わたしは目の前の男のことを全く知らない。見覚えもない。だけど、男のほうはわたしのことを知っているらしい。
わたしの本名は侑奈で、バイトのときは店の制服に『ゆーな』と自筆したネームプレートをつけて働いている。その名前を呼んできたということは、わたしが接客に入ったテーブルのお客さんなのかもしれない。
「あの、何か……」
「そんなに怖がんないでよ。ちょっとゆーなちゃんと話したいなーって思っただけなんだから」
どうやらこの男は、わたしが『ゆーな』だとわかっていて、何か目的を持ってわたしに声をかけてきたらしい。それに気付くと、血の気が引いて指先が震えた。
「あの、人違いだと思います……」
急いで店の中に逃げ込もうとすると、男が素早い動きでわたしの手首をつかんで引っ張った。全身でビクリと震えるわたしを見て、男がククッと笑う。

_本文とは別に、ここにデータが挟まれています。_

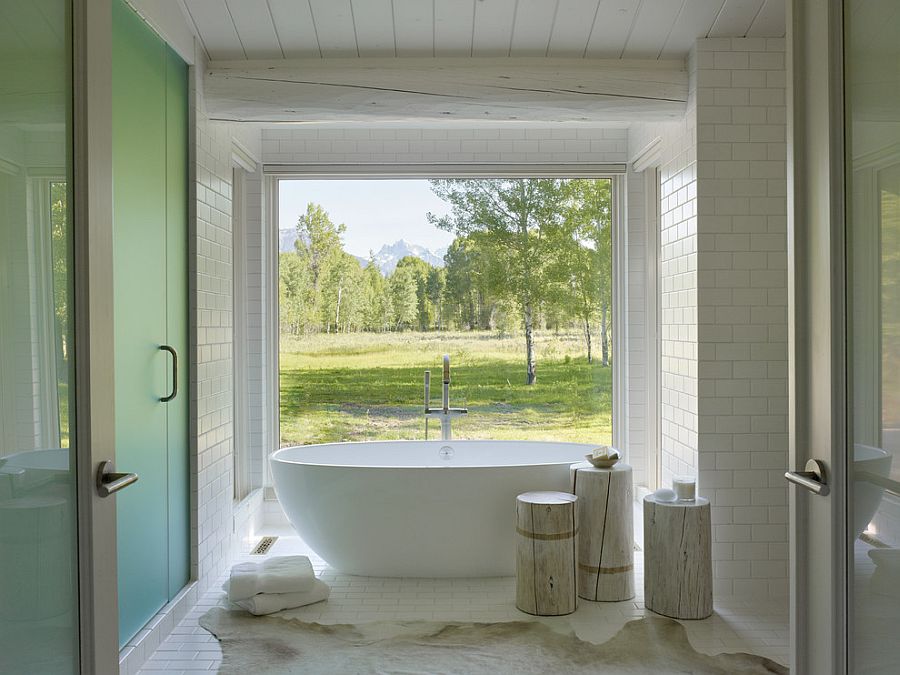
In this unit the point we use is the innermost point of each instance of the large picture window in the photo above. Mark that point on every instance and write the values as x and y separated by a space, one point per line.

「いや、ゆーなちゃんじゃん。オレ、そこの居酒屋で何度かあんたに接客してもらったことあるよ。前から声かけたいなーって思ってたから、ひとりのときに会えてラッキー。今、バイト終わったとこ?」
「いえ、店に忘れ物を取りに……」
「そうなんだ? じゃぁ、ゆーなちゃんが戻ってくるまでここで待ってようかな」
「え?」
「駅まで一緒に行こうよ。送ってあげる」
「い、いいです。ちょっと時間かかると思うし……」
「オレは時間あるから大丈夫。夜遅いから、一人で帰るのは危ないでしょ」
男が怪しく笑いながら、わたしの手首をつかむ指にギリリと力を入れる。全く大丈夫ではないし、危ないのはむしろこの男のほうだ。